2 de Abril, 2008 Ricardo Alves

Agitar um espantalho para pedir dinheiro

As palavras de Jorge Ortiga, já referidas pela Mariana, merecem mais um pequeno comentário.

Quando o líder da CEP afirma que «o Estado democrático não pode ser militantemente ateu», eu concordo. Simplesmente, um Estado militantemente ateu mandaria fechar as igrejas, eventualmente poderia prender sacerdotes apenas por o serem, e promoveria o ateísmo através do sistema de ensino, com aulas refutando explicitamente o teísmo. Foi o que aconteceu na Europa de Leste em maior ou menor grau, com variações de espaço e tempo consideráveis, mas todos os laicistas portugueses condenam hoje esse género de práticas políticas. Ninguém em Portugal, que eu saiba, defende o ateísmo de Estado. Ortiga gosta de confundir laicidade de Estado com ateísmo de Estado, naquilo que é a típica táctica de agitar um espantalho.

Em segundo lugar, quando Ortiga pede que «[o Estado procure] satisfazer a opção dos cidadãos a quem proporciona as condições necessárias para viver a sua religião», pede no fundo que a religião seja apoiada activamente pelo Estado.
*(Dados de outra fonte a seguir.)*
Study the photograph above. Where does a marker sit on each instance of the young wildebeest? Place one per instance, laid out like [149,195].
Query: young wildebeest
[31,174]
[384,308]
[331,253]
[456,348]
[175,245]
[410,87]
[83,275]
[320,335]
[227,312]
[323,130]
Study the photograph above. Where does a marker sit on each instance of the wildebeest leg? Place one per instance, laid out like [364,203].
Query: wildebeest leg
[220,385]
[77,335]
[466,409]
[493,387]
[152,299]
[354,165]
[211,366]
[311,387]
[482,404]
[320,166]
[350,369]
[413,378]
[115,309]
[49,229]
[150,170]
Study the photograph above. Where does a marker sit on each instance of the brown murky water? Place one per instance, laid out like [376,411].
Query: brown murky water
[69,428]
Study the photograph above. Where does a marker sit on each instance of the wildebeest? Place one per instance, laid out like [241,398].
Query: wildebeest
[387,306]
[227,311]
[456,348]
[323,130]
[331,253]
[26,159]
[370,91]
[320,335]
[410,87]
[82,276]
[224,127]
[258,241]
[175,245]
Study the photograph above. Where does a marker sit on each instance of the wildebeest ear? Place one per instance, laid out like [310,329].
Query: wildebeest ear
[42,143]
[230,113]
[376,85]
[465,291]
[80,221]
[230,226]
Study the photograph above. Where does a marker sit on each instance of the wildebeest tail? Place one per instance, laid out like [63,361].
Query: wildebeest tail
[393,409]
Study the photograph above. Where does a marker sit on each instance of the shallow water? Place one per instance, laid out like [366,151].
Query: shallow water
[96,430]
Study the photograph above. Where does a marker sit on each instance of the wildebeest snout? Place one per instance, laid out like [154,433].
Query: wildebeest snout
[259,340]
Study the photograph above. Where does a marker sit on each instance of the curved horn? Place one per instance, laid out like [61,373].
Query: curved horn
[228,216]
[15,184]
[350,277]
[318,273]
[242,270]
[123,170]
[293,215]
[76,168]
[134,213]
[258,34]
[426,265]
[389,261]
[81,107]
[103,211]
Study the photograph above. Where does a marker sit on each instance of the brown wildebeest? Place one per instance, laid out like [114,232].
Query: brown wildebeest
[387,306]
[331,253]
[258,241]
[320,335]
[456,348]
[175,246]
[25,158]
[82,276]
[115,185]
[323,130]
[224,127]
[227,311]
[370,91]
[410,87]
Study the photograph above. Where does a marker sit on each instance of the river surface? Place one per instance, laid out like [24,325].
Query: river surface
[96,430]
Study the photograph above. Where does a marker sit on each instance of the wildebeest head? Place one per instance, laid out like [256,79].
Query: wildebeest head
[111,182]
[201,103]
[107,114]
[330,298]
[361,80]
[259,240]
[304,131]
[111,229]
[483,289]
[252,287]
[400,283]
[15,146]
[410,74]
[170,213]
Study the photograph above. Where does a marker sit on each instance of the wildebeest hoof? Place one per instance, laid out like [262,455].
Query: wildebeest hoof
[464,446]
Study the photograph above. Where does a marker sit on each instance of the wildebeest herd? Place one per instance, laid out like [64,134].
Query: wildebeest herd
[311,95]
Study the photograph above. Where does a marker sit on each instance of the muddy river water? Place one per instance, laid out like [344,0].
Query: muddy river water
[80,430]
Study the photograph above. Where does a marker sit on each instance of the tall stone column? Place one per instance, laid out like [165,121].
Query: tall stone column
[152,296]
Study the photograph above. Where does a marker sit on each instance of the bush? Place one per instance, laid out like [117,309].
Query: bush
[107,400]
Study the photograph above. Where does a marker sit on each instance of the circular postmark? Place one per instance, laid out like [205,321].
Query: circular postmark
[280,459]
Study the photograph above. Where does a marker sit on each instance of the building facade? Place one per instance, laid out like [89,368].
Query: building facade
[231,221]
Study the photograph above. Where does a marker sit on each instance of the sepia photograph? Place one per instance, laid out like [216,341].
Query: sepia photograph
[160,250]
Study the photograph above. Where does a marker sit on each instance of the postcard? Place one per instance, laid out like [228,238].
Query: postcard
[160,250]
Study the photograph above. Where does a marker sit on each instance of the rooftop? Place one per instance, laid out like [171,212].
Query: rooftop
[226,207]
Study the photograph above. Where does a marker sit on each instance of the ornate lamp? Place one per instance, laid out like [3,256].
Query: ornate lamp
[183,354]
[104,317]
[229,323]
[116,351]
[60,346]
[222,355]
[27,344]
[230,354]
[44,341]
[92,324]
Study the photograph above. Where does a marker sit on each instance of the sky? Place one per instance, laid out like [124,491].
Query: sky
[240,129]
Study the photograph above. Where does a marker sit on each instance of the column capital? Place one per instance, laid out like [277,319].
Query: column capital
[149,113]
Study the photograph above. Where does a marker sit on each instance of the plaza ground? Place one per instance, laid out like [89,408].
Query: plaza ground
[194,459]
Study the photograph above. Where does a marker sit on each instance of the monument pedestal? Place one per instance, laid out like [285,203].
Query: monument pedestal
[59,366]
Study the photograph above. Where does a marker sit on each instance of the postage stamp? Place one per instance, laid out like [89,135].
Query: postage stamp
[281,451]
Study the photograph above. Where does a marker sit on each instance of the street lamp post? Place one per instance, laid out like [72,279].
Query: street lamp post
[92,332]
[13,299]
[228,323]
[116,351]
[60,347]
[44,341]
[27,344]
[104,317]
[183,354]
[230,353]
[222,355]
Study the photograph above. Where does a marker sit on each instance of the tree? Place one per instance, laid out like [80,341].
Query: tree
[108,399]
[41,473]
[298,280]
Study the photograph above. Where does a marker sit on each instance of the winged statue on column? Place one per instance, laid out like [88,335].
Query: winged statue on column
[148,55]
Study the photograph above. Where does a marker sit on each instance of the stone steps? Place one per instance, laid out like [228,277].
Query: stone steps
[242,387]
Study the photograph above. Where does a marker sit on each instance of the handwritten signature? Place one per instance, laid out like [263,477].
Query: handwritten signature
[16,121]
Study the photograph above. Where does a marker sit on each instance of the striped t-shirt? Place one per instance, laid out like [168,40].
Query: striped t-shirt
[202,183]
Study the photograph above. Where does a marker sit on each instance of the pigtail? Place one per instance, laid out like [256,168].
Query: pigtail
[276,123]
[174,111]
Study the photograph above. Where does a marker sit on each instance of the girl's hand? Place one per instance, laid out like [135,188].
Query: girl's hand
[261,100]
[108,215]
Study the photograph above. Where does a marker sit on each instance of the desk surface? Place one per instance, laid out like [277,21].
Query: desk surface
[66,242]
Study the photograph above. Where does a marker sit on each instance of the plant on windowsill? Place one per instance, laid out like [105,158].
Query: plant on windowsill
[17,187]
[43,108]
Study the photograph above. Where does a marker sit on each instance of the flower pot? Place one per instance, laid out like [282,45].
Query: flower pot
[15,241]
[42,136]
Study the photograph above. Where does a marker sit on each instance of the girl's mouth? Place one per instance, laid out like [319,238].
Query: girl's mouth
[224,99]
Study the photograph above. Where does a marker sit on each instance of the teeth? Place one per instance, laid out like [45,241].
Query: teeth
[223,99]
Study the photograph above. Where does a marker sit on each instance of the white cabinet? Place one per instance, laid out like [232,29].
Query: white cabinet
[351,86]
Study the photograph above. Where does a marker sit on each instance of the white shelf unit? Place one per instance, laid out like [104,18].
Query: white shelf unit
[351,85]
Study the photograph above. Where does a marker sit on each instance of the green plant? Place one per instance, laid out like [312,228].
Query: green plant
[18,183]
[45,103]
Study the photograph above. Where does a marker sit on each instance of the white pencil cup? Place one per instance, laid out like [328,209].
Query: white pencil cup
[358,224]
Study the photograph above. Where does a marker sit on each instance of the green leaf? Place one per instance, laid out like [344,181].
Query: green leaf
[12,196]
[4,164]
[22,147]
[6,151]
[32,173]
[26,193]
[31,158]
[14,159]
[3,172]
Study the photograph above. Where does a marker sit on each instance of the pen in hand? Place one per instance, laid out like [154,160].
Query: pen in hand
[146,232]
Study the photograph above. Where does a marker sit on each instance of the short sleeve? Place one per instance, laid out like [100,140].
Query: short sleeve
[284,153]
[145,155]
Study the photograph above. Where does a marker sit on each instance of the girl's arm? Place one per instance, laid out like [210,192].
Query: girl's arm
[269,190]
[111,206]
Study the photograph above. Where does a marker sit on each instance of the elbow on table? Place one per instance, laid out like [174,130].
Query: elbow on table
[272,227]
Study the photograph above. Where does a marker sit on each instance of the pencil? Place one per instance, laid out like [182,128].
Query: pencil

Acontece que a religião, ao contrário da saúde e da educação, não é um direito social. É um direito político e cívico. As confissões religiosas só podem pedir ao Estado que garanta a liberdade individual de professar ou mudar de religião, a liberdade de associação, e a liberdade de manifestar a sua crença ou mantê-la privada. Tudo o mais (subsídios ao culto, isenções fiscais, aulas de religião na escola pública, capelães hospitalares pagos pelo Estado), é um abuso que terá um dia de terminar. Esperemos que amanhã seja a véspera desse dia.